Наследие чародея - Зеттел Сара. Страница 49
— Выпусти меня! — вопила она. — Выпусти!
Медеан собралась с силами и прошла мимо клетки. На первый взгляд казалось, что здесь, в подземелье, устроена мастерская. Возле стены стоял тигель, рядом с ним — верстак, на котором валялись куски руды и полоски металла, молотки и прочие инструменты. Медеан присела на корточки и занялась разведением огня под тиглем: вытащила золу, угли и подбросила туда несколько поленьев. Все это время она затылком чувствовала горящий взгляд Жар-птицы.
— Аваназий здесь, Медеан.
Императрица не оглянулась. Вообще-то для того, чтобы тигель как следует разогрелся, требовалось несколько часов, но сейчас на это не было времени. Медеан не мигая уставилась в огонь, заставляя самые глубинные пласты души подниматься на поверхность, растекаться по венам, наполнять руки и выплескиваться через кончики пальцев.
— Он стоит возле клетки, сотворенной его жизнью. Он говорит что ты должнаосвободить меня, иначе она отберет жизнь и у тебя. Она возьмет твою жизнь и твое царство!

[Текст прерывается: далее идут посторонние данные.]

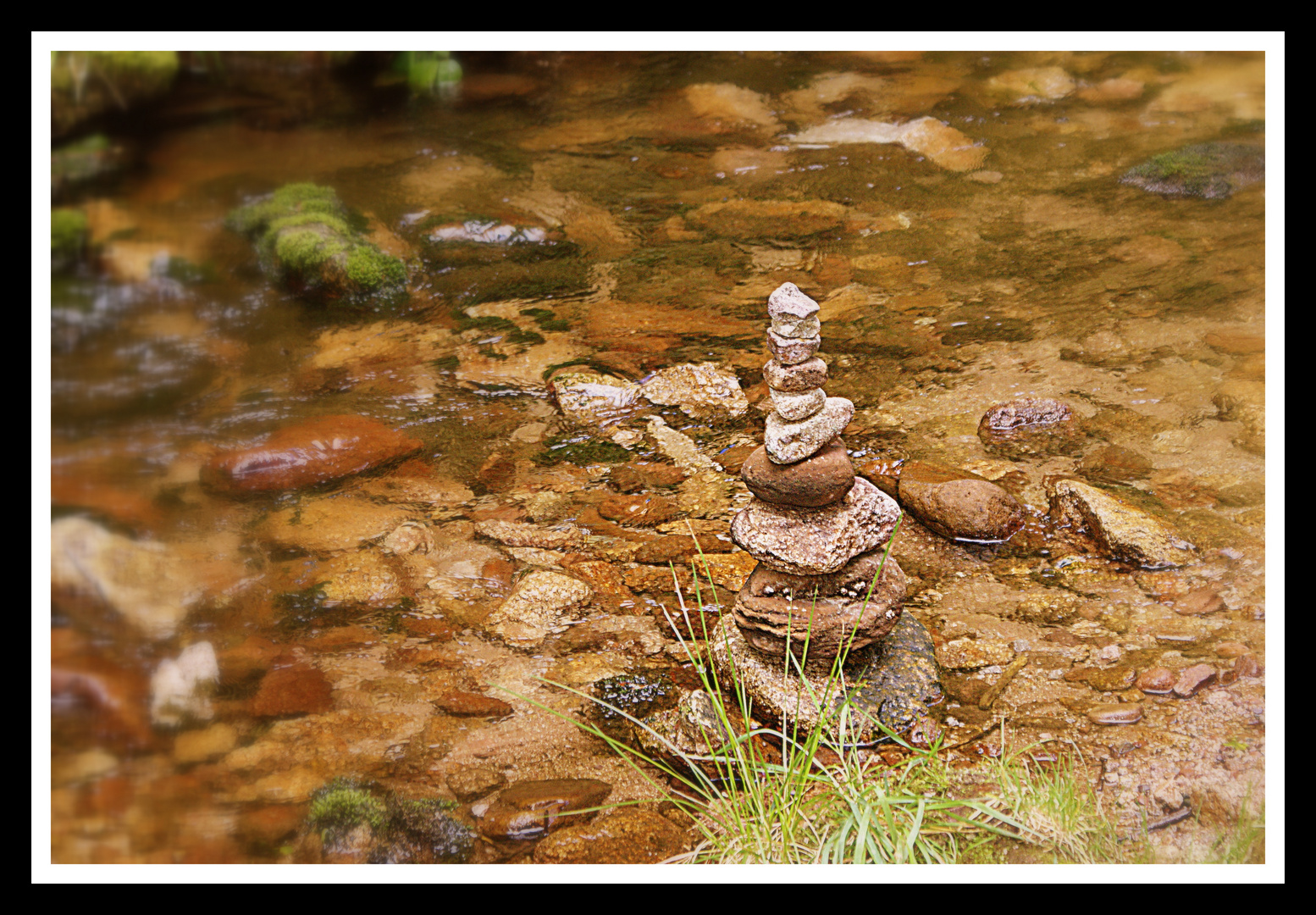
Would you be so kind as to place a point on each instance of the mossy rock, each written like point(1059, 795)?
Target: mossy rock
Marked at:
point(306, 239)
point(1202, 170)
point(69, 230)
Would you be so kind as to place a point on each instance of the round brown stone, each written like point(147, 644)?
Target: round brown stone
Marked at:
point(823, 625)
point(817, 480)
point(800, 377)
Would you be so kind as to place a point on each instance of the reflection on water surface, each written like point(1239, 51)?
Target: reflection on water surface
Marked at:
point(223, 652)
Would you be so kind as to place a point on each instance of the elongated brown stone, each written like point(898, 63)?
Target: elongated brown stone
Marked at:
point(817, 480)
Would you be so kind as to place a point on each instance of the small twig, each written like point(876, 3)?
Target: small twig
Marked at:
point(993, 693)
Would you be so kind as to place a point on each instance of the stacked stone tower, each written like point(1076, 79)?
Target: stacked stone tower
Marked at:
point(817, 531)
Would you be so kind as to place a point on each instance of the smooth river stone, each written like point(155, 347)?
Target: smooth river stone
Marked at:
point(819, 480)
point(788, 442)
point(800, 377)
point(823, 627)
point(959, 504)
point(788, 302)
point(816, 541)
point(795, 407)
point(793, 352)
point(796, 328)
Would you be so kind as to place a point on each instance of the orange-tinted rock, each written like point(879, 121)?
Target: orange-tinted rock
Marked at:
point(473, 703)
point(306, 454)
point(639, 510)
point(292, 690)
point(1156, 681)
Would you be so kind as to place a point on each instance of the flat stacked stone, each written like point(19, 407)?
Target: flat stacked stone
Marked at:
point(817, 532)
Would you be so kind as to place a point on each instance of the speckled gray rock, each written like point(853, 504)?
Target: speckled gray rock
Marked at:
point(1123, 531)
point(539, 605)
point(788, 442)
point(795, 407)
point(815, 541)
point(800, 377)
point(796, 328)
point(788, 302)
point(793, 352)
point(895, 682)
point(821, 627)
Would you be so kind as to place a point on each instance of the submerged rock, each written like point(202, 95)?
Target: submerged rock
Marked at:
point(1201, 170)
point(539, 605)
point(303, 236)
point(1123, 531)
point(702, 391)
point(306, 454)
point(529, 810)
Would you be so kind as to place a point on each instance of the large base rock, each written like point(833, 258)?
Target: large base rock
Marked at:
point(893, 682)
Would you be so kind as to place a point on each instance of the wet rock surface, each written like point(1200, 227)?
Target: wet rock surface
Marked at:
point(959, 504)
point(821, 540)
point(529, 810)
point(1121, 530)
point(308, 454)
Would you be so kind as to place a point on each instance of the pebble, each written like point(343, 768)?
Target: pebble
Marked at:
point(1124, 713)
point(539, 605)
point(788, 442)
point(793, 352)
point(643, 511)
point(1194, 679)
point(817, 480)
point(1157, 681)
point(1123, 531)
point(800, 377)
point(1199, 601)
point(793, 407)
point(814, 541)
point(307, 454)
point(462, 703)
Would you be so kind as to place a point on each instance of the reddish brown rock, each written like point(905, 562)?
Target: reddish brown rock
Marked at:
point(306, 454)
point(1030, 427)
point(528, 810)
point(643, 511)
point(473, 703)
point(296, 689)
point(627, 836)
point(1199, 601)
point(827, 624)
point(959, 504)
point(1124, 713)
point(790, 352)
point(820, 480)
point(793, 378)
point(1192, 679)
point(1157, 681)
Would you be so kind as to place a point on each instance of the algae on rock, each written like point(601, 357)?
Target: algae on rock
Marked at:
point(303, 236)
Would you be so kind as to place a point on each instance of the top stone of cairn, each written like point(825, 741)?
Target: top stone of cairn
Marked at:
point(788, 302)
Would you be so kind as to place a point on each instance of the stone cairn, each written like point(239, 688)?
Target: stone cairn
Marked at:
point(817, 531)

Медеан стиснула зубы. Эта тварь лжет, лжет как всегда! Императрица закатала рукава и сунула голые руки в огонь. Языки пламени лизали ее кисти, но не обжигали — они были мягкими и послушными, как глина. Теперь пальцы Медеан, в которых сосредоточилась ее глубинная сущность, могли извлечь из пламени жар, направить его на тигель, чтобы раскалить этот тигель добела, расплавить металл и укрепить клетку. Ее руками, ее душой, ее волей, только ее одной.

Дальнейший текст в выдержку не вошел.